Натан отнял руку. Конец матерчатой полосы выскользнул из пальцев Рослин. Она подняла голову и посмотрела на Натана с улыбкой.
– Угадала?
– Да бросьте вы! – вскипел Натан. – Не знаю, что вам там почудилось, но только Стэйси хотела убить меня, а вас продать тальвардам. К слову сказать, всех этих ребят тоже убили вы.
– Клевета, – засмеялась Рослин. – Ты их убил. От моей руки умерли только двое. Сердце, должно быть, не выдержало.
– Ты отравила их!
– Это был не смертельный яд. Очень болезненный, но не смертельный. Они бы промучились с коликами и рвотой до ночи, а потом выздоровели бы. Не все, но многие. Даже без противоядия. Но ты не дал им такой возможности.
Натан не мог смотреть ей в лицо.
Он сказал Стэйси, что стал цивилом, то есть гражданским лицом, простым человеком, озабоченным только целостностью своей шкуры и имущества… Но разве смог бы цивил невозмутимо и без колебаний добить двадцать человек?
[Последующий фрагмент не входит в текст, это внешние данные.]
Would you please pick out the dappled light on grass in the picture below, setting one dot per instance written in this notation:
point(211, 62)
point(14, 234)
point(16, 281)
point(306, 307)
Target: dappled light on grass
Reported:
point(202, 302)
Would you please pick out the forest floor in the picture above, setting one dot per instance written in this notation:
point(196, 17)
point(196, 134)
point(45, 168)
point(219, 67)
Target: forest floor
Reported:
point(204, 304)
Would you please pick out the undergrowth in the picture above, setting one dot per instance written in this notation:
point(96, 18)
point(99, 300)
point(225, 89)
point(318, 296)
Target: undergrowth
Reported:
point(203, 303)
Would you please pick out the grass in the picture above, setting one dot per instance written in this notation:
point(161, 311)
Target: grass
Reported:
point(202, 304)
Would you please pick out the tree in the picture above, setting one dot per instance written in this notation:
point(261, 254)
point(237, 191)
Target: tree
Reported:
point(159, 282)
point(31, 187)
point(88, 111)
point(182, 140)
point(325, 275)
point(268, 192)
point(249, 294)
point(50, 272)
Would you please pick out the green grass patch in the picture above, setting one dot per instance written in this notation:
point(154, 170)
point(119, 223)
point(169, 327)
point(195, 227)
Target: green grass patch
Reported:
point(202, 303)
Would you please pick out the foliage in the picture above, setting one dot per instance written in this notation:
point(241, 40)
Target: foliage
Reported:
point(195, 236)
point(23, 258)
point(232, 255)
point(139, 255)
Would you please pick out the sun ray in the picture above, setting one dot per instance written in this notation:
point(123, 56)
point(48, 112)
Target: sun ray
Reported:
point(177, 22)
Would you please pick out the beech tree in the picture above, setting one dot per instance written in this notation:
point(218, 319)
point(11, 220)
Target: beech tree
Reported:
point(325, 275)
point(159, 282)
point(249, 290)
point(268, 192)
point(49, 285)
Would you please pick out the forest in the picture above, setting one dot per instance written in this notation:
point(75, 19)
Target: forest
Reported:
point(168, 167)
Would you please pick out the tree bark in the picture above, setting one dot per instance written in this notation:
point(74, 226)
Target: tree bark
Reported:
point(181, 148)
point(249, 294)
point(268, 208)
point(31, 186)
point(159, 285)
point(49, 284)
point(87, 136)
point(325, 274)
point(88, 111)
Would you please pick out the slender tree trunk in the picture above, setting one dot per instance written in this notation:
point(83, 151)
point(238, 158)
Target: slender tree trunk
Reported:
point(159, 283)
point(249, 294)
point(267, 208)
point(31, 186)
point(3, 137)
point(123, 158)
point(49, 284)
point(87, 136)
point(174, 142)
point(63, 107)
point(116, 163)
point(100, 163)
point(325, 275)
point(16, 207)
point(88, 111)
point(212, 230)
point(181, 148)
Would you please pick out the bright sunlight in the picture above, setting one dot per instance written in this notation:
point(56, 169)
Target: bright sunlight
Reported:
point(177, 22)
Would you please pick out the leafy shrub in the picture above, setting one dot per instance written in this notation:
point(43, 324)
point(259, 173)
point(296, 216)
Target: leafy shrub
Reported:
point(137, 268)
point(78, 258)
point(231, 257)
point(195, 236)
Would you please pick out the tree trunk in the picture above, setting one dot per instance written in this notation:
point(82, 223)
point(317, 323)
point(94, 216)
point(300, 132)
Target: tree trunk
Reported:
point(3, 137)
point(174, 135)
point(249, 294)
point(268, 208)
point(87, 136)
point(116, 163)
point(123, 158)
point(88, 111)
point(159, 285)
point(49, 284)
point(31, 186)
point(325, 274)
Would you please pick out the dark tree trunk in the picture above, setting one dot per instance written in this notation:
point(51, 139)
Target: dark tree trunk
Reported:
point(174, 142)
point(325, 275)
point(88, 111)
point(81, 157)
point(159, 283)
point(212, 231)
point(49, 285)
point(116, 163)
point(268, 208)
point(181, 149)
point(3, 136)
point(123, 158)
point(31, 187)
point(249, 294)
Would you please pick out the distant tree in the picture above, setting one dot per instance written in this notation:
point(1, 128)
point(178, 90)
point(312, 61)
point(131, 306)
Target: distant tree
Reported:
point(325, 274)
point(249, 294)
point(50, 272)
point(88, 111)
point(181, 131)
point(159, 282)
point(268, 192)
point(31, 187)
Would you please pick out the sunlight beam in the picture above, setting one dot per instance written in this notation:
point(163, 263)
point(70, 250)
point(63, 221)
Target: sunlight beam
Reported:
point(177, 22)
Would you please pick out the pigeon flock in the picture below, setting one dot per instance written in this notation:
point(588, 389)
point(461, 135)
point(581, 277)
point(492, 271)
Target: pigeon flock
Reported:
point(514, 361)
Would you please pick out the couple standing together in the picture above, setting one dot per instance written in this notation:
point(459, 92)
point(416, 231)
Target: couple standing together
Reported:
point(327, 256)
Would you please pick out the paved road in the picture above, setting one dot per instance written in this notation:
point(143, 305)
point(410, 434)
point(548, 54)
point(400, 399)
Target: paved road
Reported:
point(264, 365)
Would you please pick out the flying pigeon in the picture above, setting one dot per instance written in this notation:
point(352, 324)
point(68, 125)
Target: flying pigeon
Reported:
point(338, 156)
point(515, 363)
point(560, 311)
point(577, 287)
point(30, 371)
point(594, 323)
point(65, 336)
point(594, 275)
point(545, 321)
Что могло бы заставить цивила пойти на такое? Животный страх? Вряд ли. Цивилы, одолеваемые страхом, бегут без оглядки. А бандиты с большой дороги – зачищают тылы, чтобы спокойно спать ночами.
Настолько спокойно, насколько это вообще возможно.
«Чтоб тебя демоны разорвали, Стэйси, – мрачно подумал Натан. – Что ж ты еще хотела. С волками жить – по-волчьи выть. С цивилами я так больше не поступаю, и именно за это ты хотела меня убить».
Хотела, Натан… Хотела. Но не убила. Здесь один убийца, и это ты. Даже не эта маленькая девочка с глазами смерти. Ты. Только ты.
– Почему вы не сказали мне? – хрипло спросил он, глядя на солнце.
– Ты не спрашивал. Ты просто решил, что я такая же, как ты. И про Стэйси ты до сих пор думаешь то же самое. Ты уже забыл, что я тебе только что сказала.
– Вы глупость сказали, – резко ответил он. – Стэйси вообще любить не умела. И уж ко мне-то нежных чувств не питала точно. Вы еще слишком молоды, миледи. Взрослые… мужчины такие вещи чувствуют, уж мне поверьте.
Рослин молча пожала плечами. Как будто хотела сказать – что ж, оправдывайся, если тебе так легче.
Но ему не становилось легче.
– Проклятие, да поймите же вы! Если бы хоть один из этих людей остался жив, нас догнали бы и убили!
На этот раз она даже не пожала плечами, просто стала собирать свои травы.
Да что ж такое – Глориндель пытался его заставить убивать по прихоти, а эта маленькая дрянь не дает убивать по необходимости!
Только вот в самом ли деле эта необходимость была?..
Натан снова посмотрел на Рослин. Она была такая маленькая и грязная, нечесаная, бледная – ни за что не догадаешься, что калардинская княгиня… Натан попытался представить ее во всем великолепии ее ранга, восседающую на троне в парадном зале княжеского дворца, в подбитой соболями мантии, в тяжелой, слишком большой для нее короне на тщательно уложенных волосах… И не смог. Этого не будет, вдруг с непонятной уверенностью подумал он. Никогда не будет. Она так и останется маленькой и чумазой беглянкой… Потому что он не мог представить ее не только чистой и хорошо одетой, но и взрослой. Как будто она взрослой уже никогда не станет… или, может быть, ею и родилась.
– Что вам нужно в Тарнасе, миледи? – спросил Натан, глядя на нее сверху вниз. – Зачем вам туда? Что вы ищете? Почему вам… дома не сиделось?
Она тихонько засмеялась, не поднимая головы, и снова это был такой знакомый смех…
– Ты же знаешь почему, зачем спрашиваешь?